Fig 6. Protection against EAU by oral gavage with IFNα-C.

Eight-week old female B10.RIII mice (n = 8) were gavaged with IFNα-C (200 μg/mouse) or solvent (PBS) in 200 μl on days -2, -1 and 0. On day 0, mice were immunized with IRBP peptide emulsified in complete Freund’s adjuvant. Treatment with IFNα-C or solvent was continued for 3 weeks. A. Optical coherence tomography on day 14. Mice treated with solvent showed influx of inflammatory cells and swelling of retina, which were not seen in mice treated with IFNα-C. B. Fundoscopic images on day 14 show engorged blood vessels and hemorrhage in solvent treated mice. C. Hematoxylin and eosin staining of eyes harvested on day 14 after immunization. Infiltrating cells and retinal folding seen in solvent were not observed in mice treated with IFNα-C. Images were taken at 40x magnification. D. A clinical score, as described in Materials and Methods was used. Mice treated with IFNα-C were protected against the symptoms of EAU. The error bars represent standard deviation. The symptoms did not develop in the following two weeks after termination of treatment. **, p<0.01.

Fig 7. IFNα-C prevented the loss of ERG a- and b- wave amplitudes in EAU mice.

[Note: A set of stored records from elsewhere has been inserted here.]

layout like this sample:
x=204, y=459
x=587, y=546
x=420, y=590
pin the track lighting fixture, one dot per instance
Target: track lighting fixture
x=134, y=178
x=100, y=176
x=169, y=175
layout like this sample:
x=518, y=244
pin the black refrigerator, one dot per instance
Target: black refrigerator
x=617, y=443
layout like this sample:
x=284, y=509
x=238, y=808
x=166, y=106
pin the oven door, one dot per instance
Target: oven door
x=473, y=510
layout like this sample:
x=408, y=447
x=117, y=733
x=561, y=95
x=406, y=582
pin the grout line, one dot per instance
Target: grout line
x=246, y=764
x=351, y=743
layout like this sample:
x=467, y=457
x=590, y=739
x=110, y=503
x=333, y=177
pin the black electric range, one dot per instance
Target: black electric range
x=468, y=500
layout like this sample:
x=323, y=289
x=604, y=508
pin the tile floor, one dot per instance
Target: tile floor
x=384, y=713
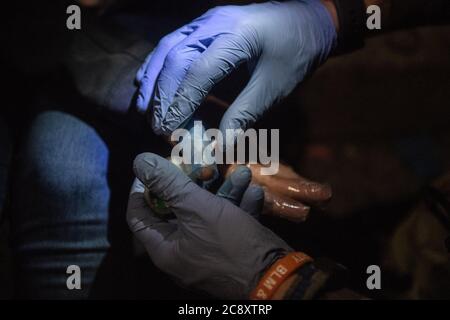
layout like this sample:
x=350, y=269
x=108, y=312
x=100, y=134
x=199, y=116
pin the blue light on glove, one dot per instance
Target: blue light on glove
x=281, y=41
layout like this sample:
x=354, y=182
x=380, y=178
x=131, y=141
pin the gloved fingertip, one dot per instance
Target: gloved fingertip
x=241, y=176
x=144, y=165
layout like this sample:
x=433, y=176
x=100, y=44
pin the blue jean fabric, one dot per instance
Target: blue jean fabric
x=68, y=208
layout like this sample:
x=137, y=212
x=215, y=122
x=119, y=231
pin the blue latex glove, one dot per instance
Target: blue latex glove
x=214, y=244
x=282, y=42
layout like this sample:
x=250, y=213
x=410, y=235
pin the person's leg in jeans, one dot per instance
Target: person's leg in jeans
x=61, y=206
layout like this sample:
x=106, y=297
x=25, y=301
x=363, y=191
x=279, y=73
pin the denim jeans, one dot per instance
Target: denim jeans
x=68, y=205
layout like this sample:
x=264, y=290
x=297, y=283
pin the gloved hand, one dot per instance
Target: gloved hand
x=214, y=245
x=281, y=41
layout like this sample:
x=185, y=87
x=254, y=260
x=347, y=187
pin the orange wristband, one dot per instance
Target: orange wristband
x=277, y=274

Dark adapted and light adapted electroretinograms were recorded in B10.RIII mice before immunization (pre) and 3 weeks after immunization with IRBP and treatment with solvent (top row) or IFNα-C (bottom row). Average a-wave and b-wave amplitudes are shown. The error bars represent standard deviation. The same cohort of mice were used for all data points. P values were determined by 2-way ANOVA using the Sidak method for multiple comparisons. N = 8.

Fig 8. IFNα-C suppressed the IRBP-induced proliferation of splenocytes.

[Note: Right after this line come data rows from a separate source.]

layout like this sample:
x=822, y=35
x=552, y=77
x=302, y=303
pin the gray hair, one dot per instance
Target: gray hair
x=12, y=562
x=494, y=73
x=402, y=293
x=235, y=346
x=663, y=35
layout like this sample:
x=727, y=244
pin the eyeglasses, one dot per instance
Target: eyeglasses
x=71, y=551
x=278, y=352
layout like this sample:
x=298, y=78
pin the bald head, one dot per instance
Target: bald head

Splenocytes were harvested from IRBP-immunized B10.RIII mice 3 weeks after immunization. Splenocytes (5x10⁵ cells/well) in 96 well plates were grown in RPMI with 10% FBS. IFNα-C (3 μM) was added for 4 hr followed by addition of IRBP (50 μg/ml) and cells were grown for 72 hrs. Cell proliferation was measured as described in Material and Methods. The error bars indicate standard deviation. P = 0.02.